The following sections discuss special considerations for each of these requirements when building desktop applications.
This section explains the Grant Authorization model. The benefit of the Grant Authorization is that no application credentials are exchanged or stored. Instead, an access token with a limited expiration time is generated.
Use the website authorization workflow to get authorization from the seller, and then make the Login with Amazon call to get the refresh token to make the SP-API call. Due to the OAuth workflow, the call can only originate from your server.
The grant authorization model is the only approved authentication method to use with an Amazon SP-API application. In this model, sellers authorize the SP-API application using the OAuth workflow, which generates a long-term refresh token (valid for 1 year). This gives you the ability to exchange the refresh token, along with your SP-API application credentials, for an access token that is valid for one hour, to make calls to Amazon SP-API on the seller’s behalf. Because the access token is only valid for a short time, a purely native desktop application is not an accepted model.
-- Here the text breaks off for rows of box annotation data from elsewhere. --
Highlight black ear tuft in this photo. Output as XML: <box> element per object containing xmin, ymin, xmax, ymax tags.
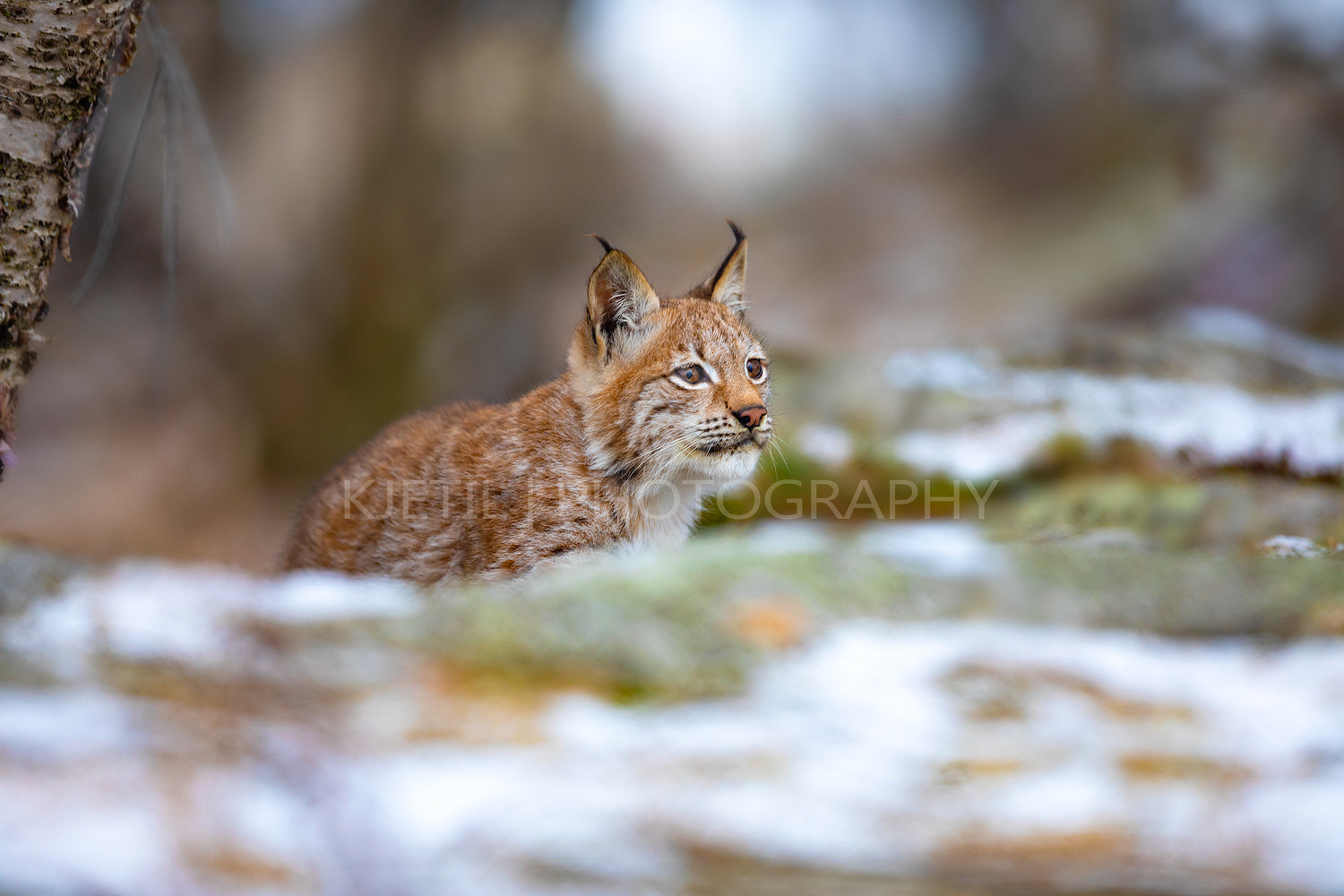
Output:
<box><xmin>698</xmin><ymin>220</ymin><xmax>747</xmax><ymax>317</ymax></box>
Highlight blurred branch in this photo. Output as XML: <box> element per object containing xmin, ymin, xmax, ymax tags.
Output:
<box><xmin>0</xmin><ymin>0</ymin><xmax>145</xmax><ymax>476</ymax></box>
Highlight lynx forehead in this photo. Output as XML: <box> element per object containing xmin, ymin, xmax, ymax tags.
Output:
<box><xmin>285</xmin><ymin>221</ymin><xmax>773</xmax><ymax>583</ymax></box>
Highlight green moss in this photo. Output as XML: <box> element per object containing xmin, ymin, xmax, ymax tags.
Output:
<box><xmin>0</xmin><ymin>151</ymin><xmax>42</xmax><ymax>180</ymax></box>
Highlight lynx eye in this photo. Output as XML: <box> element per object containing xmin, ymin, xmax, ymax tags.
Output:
<box><xmin>672</xmin><ymin>364</ymin><xmax>710</xmax><ymax>385</ymax></box>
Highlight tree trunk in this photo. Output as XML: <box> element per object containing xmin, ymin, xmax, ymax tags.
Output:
<box><xmin>0</xmin><ymin>0</ymin><xmax>145</xmax><ymax>477</ymax></box>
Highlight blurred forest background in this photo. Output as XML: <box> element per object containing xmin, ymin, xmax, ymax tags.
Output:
<box><xmin>0</xmin><ymin>0</ymin><xmax>1344</xmax><ymax>570</ymax></box>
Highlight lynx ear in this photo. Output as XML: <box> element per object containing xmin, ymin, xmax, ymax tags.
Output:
<box><xmin>701</xmin><ymin>220</ymin><xmax>747</xmax><ymax>317</ymax></box>
<box><xmin>588</xmin><ymin>237</ymin><xmax>659</xmax><ymax>360</ymax></box>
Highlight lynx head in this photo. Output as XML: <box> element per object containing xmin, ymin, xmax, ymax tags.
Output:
<box><xmin>570</xmin><ymin>221</ymin><xmax>773</xmax><ymax>491</ymax></box>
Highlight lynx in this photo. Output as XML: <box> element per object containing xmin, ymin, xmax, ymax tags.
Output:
<box><xmin>284</xmin><ymin>221</ymin><xmax>773</xmax><ymax>584</ymax></box>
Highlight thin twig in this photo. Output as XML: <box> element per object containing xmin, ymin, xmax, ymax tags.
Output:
<box><xmin>70</xmin><ymin>62</ymin><xmax>163</xmax><ymax>305</ymax></box>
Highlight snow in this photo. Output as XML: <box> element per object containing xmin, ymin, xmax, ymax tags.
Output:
<box><xmin>0</xmin><ymin>561</ymin><xmax>1344</xmax><ymax>896</ymax></box>
<box><xmin>3</xmin><ymin>562</ymin><xmax>419</xmax><ymax>676</ymax></box>
<box><xmin>886</xmin><ymin>350</ymin><xmax>1344</xmax><ymax>481</ymax></box>
<box><xmin>1260</xmin><ymin>535</ymin><xmax>1330</xmax><ymax>559</ymax></box>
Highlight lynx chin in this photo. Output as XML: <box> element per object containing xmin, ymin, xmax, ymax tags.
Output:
<box><xmin>284</xmin><ymin>221</ymin><xmax>773</xmax><ymax>584</ymax></box>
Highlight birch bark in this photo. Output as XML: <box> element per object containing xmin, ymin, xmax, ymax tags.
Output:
<box><xmin>0</xmin><ymin>0</ymin><xmax>145</xmax><ymax>478</ymax></box>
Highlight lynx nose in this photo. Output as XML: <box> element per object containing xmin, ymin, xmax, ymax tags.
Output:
<box><xmin>733</xmin><ymin>404</ymin><xmax>765</xmax><ymax>430</ymax></box>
You must build your application so that you are able to make the Login with Amazon call to get a new access token every hour. All SP-API calls must originate from the developer's server and the response should also be received by the developer. The developer is responsible for securing all data retrieved from Amazon. The grant model enables you to control and manage Amazon information with DPP controls. You can securely store a seller’s authentication token in your database for later use, for as long the seller is your customer.
Figure 1: Grant Authorization model implementation
Authorization models that share SP-API application credentials are a violation of the Acceptable Use Policy and are not permitted by Amazon. This can happen when the seller or developer shares application credentials. Unacceptable authorization models are reviewed by Amazon's security team.
It is a violation of Amazon policy for a seller to share any credentials. As shown in Figure 2, the seller enters their own Amazon SP-API application credentials into your application’s interface to make the Amazon SP-API call. This violates the Acceptable Use Policy (AUP) clause never ask for or accept a seller's Secret Keys for any purpose. Even if the application
client_secret are not accessible to you, the security of Amazon customer PII data is at risk. Sellers may not have the knowledge or the tools to ensure that the data is secured and encrypted through all channels on your application.
Risks of the seller shared credentials model:
- The SP-API application credentials are shared across multiple instances of your application or public repository. This presents a risk of breach, giving access to Amazon information for all of your sellers.
- Amazon information is stored in your desktop application on the seller's computer. This means you don't have the ability to control and secure the Amazon information.
Figure 2: Self-authorization – Not approved
It is a violation of Amazon policy for a developer to share credentials. In Figure 3, the SP-API application
client_secret are hardcoded, or embedded, into the desktop component of the application or shared on a public repository such as GitHub. This leaves Amazon SP-API application credentials exposed on the seller’s device or on a public repository. This violates the AUP clause never share keys or passwords.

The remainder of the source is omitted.